While it can certainly be argued that powerful multinational companies such as Apple, Google or Tesla should have the resources and technical capability to effectively monitor their supply chains and source their cobalt responsibly, traceability remains difficult. Numerous well-meaning transnational initiatives now exist to improve supply chain transparency, most of which align with OECD due diligence guidance.
No such thing as ‘clean cobalt’
At the same time, a significant challenge remains: there are a multitude of intermediaries in the mid and upper-tiers of the cobalt supply chain whose business strategies benefit from opaque practices. Profit margins are much higher when it’s possible to purchase cobalt that is extracted under slave-like conditions.
And the reality is that cobalt unearthed by creuseurs is bought by agents and processed alongside cobalt from large-scale mines, with over 80% of it then being refined in China. Under such circumstances, the supply chain cannot be fully regulated or monitored: it becomes cross-contaminated, and both sources of cobalt end up in electric vehicles and devices purchased around the world. As things stand, there is no such thing as “clean cobalt”.
While many African countries are rich with highly sought-after resources, the wealth generated does not stay in Africa, or benefit its people. And there is, of course, a long history of this that extends back to colonial times. The current cobalt rush in and around Kolwezi appears to be no different.
During the colonial era, European imperial interests were channelled indirectly through small groups of local elites, who helped to govern territories and expedite the exploitation of resources for colonial agents. As African countries gained independence in the 1960s, one legacy of “indirect rule” was that it cultivated a ruling class of commercially-minded local elites who were unaccountable to their citizens.
This set the stage for the current second scramble for Africa, where the rampant expropriation of resources characteristic of colonial times has largely remained unaltered, apart from the arrival of new corporate agents of foreign exploitation that are extracting resources on an industrial scale.
The introduction of China and its Belt and Road Initiative as a major new player on the scene, has sparked considerable debate as to whether this offers a new opportunity for Africa, or a new form of colonialism.
Plausible deniability
While the negative impacts of the cobalt boom may be increasingly visible and have now become impossible to ignore, industry is not held accountable, partially because it has found new ways to hide its exploitative business practices.
In the mining sector, intermediaries – buyers, agents, dealers and brokers – exist to shield multinational corporations from being directly implicated in labour exploitation.

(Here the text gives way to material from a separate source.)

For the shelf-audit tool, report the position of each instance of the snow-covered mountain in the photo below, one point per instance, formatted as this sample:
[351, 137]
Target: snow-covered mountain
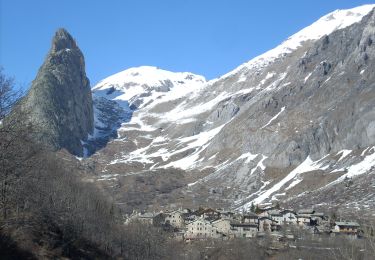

Complexity in the supply chain helps big corporations to demand profit-boosting efficiencies at arms’ length, giving them plausible deniability for the consequences of their actions.
These companies also have become adept at spinning their purported efforts to improve conditions. Look at their websites and you’ll probably see a massive section devoted to sustainability and community-building. On the surface, this may provide reassurance to a consumer or policymaker. But all those efforts don’t seem to be making a difference to those at the bottom of the chain, like Ghislain or Alphonsine or Pitchou.
We are all potentially complicit. I often tell my students that anyone with a mobile phone in their pocket probably has a little bit of the DRC in there as well. But multinational tech companies, or the mining giants have a lot more power and resources to make real change.
They should be made to pay for their role in creating and perpetuating unequitable systems that harm people and the planet. The people in the DRC’s cobalt belt that I have had the privilege of spending time with, and the many millions like them, deserve much better.